Keywords

1 Introduction

Interaction techniques are the combination of software and hardware [1] and are used to interact with a Virtual Environment (VE). They are characterized by 3 concepts: navigation, selection and manipulation, and system control [2]. Navigation allows users to travel in the VE from place to place adjusting his/her point of view (i.e. steering) [3]. Selection is the action of picking a target in VE. System control refers to interaction between the user and software external functionalities such as interacting with a menu outside the VE.
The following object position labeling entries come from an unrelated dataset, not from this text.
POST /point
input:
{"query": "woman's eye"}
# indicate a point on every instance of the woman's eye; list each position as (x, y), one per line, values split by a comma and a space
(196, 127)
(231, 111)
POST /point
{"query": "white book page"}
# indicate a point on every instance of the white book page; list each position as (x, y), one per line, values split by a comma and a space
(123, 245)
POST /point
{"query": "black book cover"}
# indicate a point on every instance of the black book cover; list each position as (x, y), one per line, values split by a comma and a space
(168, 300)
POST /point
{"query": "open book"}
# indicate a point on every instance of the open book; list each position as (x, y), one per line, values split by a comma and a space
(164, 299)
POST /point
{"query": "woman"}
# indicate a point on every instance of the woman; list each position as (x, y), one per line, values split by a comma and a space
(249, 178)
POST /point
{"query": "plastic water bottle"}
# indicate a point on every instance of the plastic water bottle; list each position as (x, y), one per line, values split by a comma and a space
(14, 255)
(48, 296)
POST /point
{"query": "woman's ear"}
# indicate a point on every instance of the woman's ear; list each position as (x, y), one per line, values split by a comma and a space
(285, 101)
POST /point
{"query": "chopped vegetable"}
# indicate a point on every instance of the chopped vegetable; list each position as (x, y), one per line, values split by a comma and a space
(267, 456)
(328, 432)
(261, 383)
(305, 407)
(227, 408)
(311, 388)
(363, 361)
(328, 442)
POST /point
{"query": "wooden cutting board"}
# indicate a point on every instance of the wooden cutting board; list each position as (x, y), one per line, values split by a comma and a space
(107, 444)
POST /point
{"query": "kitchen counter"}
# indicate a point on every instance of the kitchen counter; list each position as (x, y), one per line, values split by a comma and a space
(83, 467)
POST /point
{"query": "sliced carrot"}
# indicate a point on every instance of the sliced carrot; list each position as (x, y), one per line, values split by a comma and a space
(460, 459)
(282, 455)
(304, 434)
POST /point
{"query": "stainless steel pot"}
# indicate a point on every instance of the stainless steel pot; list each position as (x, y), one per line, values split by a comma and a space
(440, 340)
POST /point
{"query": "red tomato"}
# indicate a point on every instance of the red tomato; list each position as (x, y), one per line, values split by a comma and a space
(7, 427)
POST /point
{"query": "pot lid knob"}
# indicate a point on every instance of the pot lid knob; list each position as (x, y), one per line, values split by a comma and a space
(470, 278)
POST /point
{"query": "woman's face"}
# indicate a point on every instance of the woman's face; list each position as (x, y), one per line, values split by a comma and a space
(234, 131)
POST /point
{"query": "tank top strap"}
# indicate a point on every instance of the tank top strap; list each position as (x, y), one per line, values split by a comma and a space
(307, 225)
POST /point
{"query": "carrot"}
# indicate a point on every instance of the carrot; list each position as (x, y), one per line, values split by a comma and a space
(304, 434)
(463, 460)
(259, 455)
The user performance when completing a virtual task depends on the interface. Indeed, the interaction techniques involve mental workload and modulate positively or negatively the user performance when the interaction technique is not intuitive enough [4]. Workload is the mental resources needed at oncee for a task [4]. High workload affects performance because the human cognitive resources are limited in energy [5], if too much workload is requiring for the task realization, the user could miss information or commit errors. The elevation of the workload depends on the task complexity, environmental factors and the user abilities and knowledge [6]. Using the mouse involve only low workload during task realization because most people use it in their everyday life and perfectly know how to manipulate it. Other less known interaction technique could lead to more mental workload. There is a need to understand how different interaction techniques could impact the user’s performance according his/her familiarity with it.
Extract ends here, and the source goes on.